The United States authorized the first two pill-based treatments for COVID-19 last week, with the Food and Drug Administration (FDA) granting emergency use authorization to both Pfizer Inc.’s paxlovid and Merck & Co. Inc.’s molnupiravir.
Taking the honor of first approval was paxlovid.
“Today’s authorization introduces the first treatment for COVID-19 that is in the form of a pill that is taken orally — a major step forward in the fight against this global pandemic,” Dr. Patrizia Cavazzoni, director of the FDA’s Center for Drug Evaluation and Research, said in the wake of the approval. “This authorization provides a new tool to combat COVID-19 at a crucial time in the pandemic as new variants emerge and promises to make antiviral treatment more accessible to patients who are at high risk for progression to severe COVID-19.”
Within a day, molnupiravir followed suit, although its approval was much more scrutinized and debated than Pfizer’s offering. In November, it was recommended in a tight 13-10 vote by FDA advisors, after its efficacy was downgraded.

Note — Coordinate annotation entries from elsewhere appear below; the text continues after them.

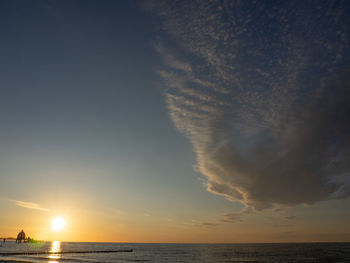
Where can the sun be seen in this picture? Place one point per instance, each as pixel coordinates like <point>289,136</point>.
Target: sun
<point>58,224</point>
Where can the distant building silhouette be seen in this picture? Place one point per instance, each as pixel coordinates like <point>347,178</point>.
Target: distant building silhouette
<point>21,237</point>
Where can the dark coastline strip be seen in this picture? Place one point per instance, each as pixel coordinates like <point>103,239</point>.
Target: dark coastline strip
<point>63,252</point>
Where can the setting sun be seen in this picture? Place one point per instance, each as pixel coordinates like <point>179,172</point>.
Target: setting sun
<point>58,224</point>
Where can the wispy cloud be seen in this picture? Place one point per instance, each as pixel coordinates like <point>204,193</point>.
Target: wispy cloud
<point>30,205</point>
<point>265,106</point>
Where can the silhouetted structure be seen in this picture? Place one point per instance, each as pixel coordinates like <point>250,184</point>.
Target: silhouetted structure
<point>21,237</point>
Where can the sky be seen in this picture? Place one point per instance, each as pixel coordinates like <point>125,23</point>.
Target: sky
<point>175,121</point>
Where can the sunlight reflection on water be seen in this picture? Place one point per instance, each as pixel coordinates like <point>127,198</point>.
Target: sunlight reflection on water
<point>55,247</point>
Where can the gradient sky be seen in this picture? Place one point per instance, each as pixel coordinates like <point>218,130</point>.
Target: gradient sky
<point>188,121</point>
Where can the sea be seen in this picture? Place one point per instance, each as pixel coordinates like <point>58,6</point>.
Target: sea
<point>171,253</point>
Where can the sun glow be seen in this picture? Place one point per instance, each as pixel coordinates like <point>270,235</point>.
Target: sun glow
<point>58,224</point>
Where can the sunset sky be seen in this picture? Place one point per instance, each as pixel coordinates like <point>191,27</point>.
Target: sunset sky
<point>175,121</point>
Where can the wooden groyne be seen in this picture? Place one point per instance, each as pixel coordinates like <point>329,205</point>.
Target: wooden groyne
<point>63,252</point>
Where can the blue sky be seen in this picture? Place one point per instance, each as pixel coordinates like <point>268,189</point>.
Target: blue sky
<point>214,114</point>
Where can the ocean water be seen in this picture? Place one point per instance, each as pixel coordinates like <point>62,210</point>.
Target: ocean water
<point>171,253</point>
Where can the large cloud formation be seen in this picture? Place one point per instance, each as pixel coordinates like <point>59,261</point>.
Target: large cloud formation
<point>263,93</point>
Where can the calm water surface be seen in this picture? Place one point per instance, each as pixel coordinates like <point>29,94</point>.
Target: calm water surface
<point>171,253</point>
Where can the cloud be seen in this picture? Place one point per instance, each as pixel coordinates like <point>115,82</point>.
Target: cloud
<point>31,205</point>
<point>263,94</point>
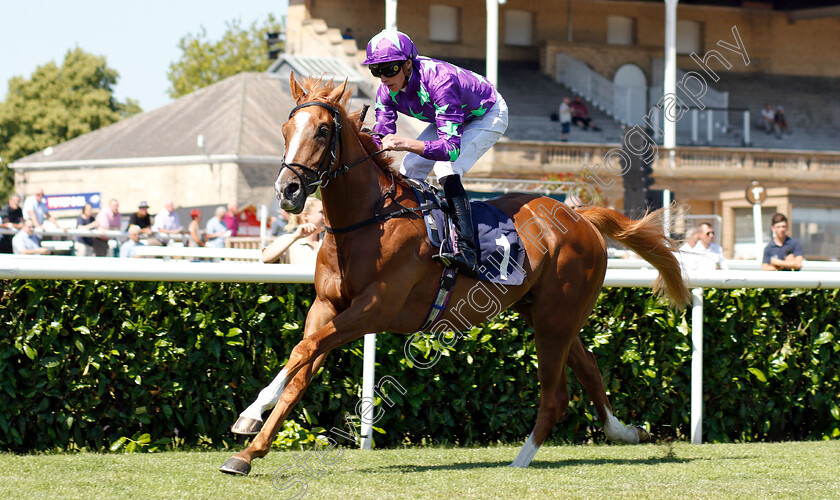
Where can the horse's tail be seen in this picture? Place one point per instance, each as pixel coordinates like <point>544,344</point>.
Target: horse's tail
<point>646,237</point>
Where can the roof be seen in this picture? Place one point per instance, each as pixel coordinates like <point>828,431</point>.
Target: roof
<point>240,116</point>
<point>303,66</point>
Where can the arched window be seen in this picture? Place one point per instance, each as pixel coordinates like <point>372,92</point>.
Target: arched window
<point>519,27</point>
<point>443,23</point>
<point>621,30</point>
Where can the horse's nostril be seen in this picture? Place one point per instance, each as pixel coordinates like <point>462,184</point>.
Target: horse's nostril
<point>291,189</point>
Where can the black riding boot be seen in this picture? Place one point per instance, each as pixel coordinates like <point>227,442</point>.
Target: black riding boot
<point>465,259</point>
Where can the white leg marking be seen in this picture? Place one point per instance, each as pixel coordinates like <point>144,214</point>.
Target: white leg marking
<point>301,120</point>
<point>616,431</point>
<point>526,454</point>
<point>268,397</point>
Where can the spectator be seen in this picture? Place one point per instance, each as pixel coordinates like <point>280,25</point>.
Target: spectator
<point>781,123</point>
<point>768,119</point>
<point>25,243</point>
<point>565,119</point>
<point>707,248</point>
<point>783,253</point>
<point>142,219</point>
<point>279,224</point>
<point>232,218</point>
<point>11,217</point>
<point>195,229</point>
<point>83,245</point>
<point>580,115</point>
<point>167,221</point>
<point>302,245</point>
<point>691,237</point>
<point>216,231</point>
<point>690,259</point>
<point>109,218</point>
<point>128,249</point>
<point>35,209</point>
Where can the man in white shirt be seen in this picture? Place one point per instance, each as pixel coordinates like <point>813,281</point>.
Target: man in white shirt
<point>24,243</point>
<point>167,221</point>
<point>129,248</point>
<point>35,209</point>
<point>706,247</point>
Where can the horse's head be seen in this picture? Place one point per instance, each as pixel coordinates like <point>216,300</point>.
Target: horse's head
<point>313,135</point>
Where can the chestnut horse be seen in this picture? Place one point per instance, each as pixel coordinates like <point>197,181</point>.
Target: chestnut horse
<point>375,273</point>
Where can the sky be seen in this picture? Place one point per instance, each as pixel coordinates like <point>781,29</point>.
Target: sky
<point>139,39</point>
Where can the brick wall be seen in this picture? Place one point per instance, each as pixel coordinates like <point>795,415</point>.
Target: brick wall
<point>774,44</point>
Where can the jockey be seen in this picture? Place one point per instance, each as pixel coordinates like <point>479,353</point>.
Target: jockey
<point>467,115</point>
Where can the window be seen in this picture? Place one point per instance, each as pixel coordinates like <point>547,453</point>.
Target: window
<point>688,37</point>
<point>745,232</point>
<point>443,23</point>
<point>621,30</point>
<point>818,229</point>
<point>519,28</point>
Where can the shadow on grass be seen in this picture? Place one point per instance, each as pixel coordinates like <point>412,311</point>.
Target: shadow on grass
<point>540,464</point>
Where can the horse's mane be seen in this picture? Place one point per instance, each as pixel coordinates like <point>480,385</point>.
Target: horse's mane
<point>318,90</point>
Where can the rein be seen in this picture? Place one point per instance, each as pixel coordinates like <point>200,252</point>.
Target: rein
<point>326,174</point>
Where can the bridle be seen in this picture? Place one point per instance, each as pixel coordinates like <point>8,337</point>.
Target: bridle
<point>324,174</point>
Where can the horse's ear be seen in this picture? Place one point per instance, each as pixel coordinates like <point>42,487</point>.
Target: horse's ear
<point>337,92</point>
<point>297,91</point>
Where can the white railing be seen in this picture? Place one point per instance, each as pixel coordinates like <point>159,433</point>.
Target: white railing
<point>83,268</point>
<point>96,233</point>
<point>733,265</point>
<point>167,253</point>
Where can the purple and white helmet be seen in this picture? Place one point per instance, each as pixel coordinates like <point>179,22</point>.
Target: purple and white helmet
<point>389,45</point>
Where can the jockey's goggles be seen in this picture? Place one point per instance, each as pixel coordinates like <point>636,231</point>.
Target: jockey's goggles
<point>387,70</point>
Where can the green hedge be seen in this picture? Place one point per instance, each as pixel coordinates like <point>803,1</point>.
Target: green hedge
<point>87,362</point>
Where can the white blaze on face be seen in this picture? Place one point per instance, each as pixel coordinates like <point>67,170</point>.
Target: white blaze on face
<point>301,121</point>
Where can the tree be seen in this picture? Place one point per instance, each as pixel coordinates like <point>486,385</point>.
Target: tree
<point>205,62</point>
<point>57,104</point>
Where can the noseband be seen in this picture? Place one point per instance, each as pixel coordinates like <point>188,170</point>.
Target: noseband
<point>322,174</point>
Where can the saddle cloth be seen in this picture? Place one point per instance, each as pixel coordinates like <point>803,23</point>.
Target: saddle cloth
<point>500,252</point>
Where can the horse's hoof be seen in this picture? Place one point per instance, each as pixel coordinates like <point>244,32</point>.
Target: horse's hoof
<point>236,466</point>
<point>644,435</point>
<point>246,426</point>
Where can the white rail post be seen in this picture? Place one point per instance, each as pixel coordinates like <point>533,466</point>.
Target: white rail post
<point>492,49</point>
<point>368,409</point>
<point>747,138</point>
<point>697,366</point>
<point>669,82</point>
<point>710,125</point>
<point>759,238</point>
<point>695,124</point>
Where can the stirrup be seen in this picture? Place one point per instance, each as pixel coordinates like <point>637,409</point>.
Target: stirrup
<point>458,261</point>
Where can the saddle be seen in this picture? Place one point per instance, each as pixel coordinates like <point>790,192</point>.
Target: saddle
<point>500,251</point>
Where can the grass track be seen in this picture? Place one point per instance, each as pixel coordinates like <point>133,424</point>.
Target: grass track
<point>756,470</point>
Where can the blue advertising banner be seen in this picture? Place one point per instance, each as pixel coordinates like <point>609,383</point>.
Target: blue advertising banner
<point>73,201</point>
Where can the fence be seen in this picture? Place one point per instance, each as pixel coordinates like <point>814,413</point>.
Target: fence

Neither paxlovid nor molnupiravir is meant for pre-exposure or post-exposure prevention of COVID-19 or for treating those in need of hospitalization due to severe or critical COVID-19 cases. Rather, both are meant for treatment of mild-to-moderate cases in those at least 12 years old, with positive results of SARS-CoV-2 viral testing and at risk of progression to severe cases, where alternative, authorized options are not accessible or clinically appropriate. They are available by prescription only and need to be given within five days of symptom onset.

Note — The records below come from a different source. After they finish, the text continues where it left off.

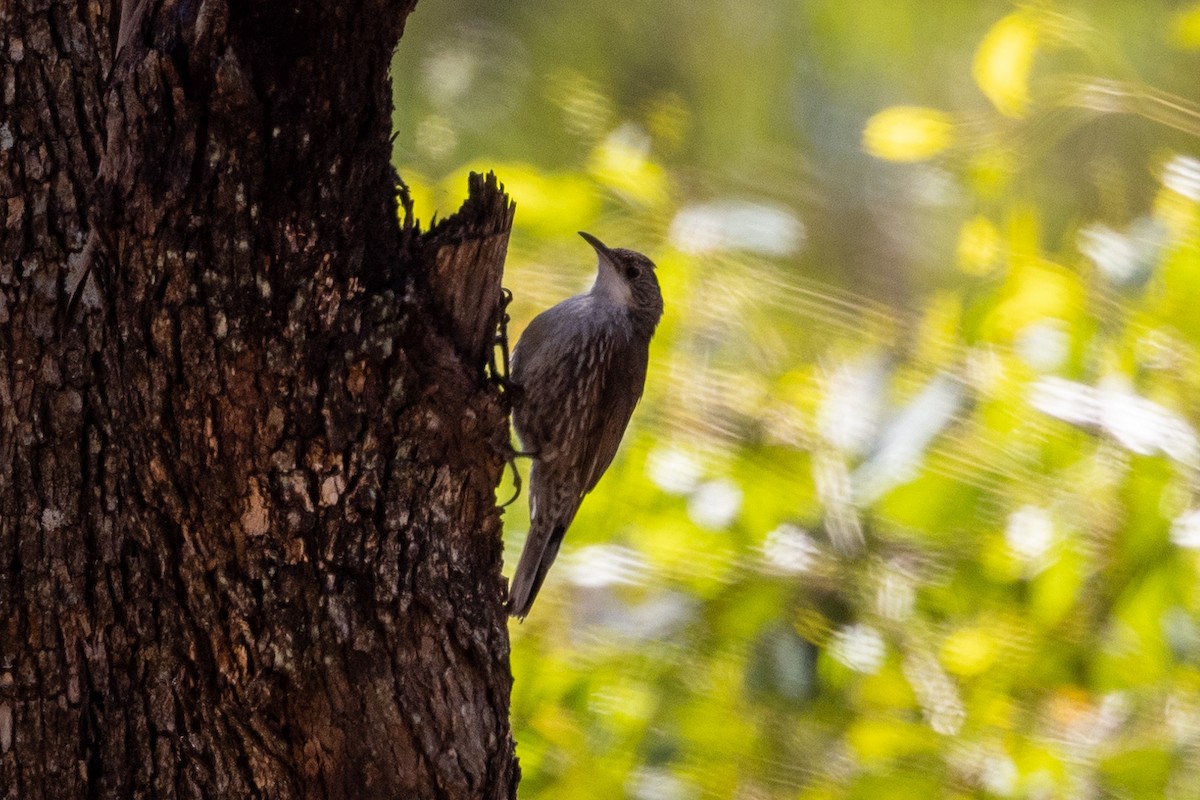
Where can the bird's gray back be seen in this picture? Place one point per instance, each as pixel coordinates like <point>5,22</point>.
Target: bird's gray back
<point>589,368</point>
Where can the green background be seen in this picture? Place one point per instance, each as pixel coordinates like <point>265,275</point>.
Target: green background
<point>910,507</point>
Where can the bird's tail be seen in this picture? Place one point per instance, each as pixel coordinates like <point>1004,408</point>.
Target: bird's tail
<point>540,548</point>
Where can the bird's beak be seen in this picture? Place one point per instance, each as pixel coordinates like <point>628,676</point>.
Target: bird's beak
<point>599,246</point>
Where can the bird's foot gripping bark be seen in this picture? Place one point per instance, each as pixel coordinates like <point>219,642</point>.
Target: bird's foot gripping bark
<point>510,457</point>
<point>499,368</point>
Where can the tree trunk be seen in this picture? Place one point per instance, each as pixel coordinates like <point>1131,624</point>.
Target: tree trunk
<point>249,542</point>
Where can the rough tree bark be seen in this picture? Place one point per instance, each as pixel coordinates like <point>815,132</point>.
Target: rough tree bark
<point>249,543</point>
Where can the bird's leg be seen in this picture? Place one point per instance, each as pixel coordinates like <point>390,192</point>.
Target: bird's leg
<point>510,457</point>
<point>499,371</point>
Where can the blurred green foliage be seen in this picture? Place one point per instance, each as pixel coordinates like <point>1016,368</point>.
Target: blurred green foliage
<point>911,505</point>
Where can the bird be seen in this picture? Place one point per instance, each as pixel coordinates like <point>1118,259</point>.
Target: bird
<point>579,370</point>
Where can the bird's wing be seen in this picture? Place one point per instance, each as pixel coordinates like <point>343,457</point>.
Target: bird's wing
<point>618,391</point>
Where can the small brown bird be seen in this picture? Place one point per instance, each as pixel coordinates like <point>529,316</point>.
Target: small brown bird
<point>580,368</point>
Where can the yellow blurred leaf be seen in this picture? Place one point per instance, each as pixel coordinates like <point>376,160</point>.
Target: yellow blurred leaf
<point>1186,28</point>
<point>883,740</point>
<point>907,133</point>
<point>969,651</point>
<point>623,163</point>
<point>978,246</point>
<point>1003,61</point>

Neither are substitutes for vaccination, which the FDA still recommends.
The EUAs mean the FDA deemed both pills to have benefits that outweigh any known and potential risks. In trials, paxlovid reduced risk of hospitalization or death by 88 percent among patients, while a revised assessment of molnupiravir put its effects to be just a 30 percent reduction of hospitalization or death risk among high-risk adults. Earlier analysis had suggested it was closer to 50 percent.
That said, paxlovid also came with its share of caveats. The treatment is administered as three tablets taken together, twice a day, for five days. Consisting of two drugs — nirmatrelvir and ritonavir — it can cause potentially significant drug interactions, including the building of resistance to HIV-1 drugs. Side effects can include impaired sense of taste, diarrhea, high blood pressure and muscle pains, as well as liver damage. As a result of the latter, it is not recommended for patients with severe kidney or liver impairment.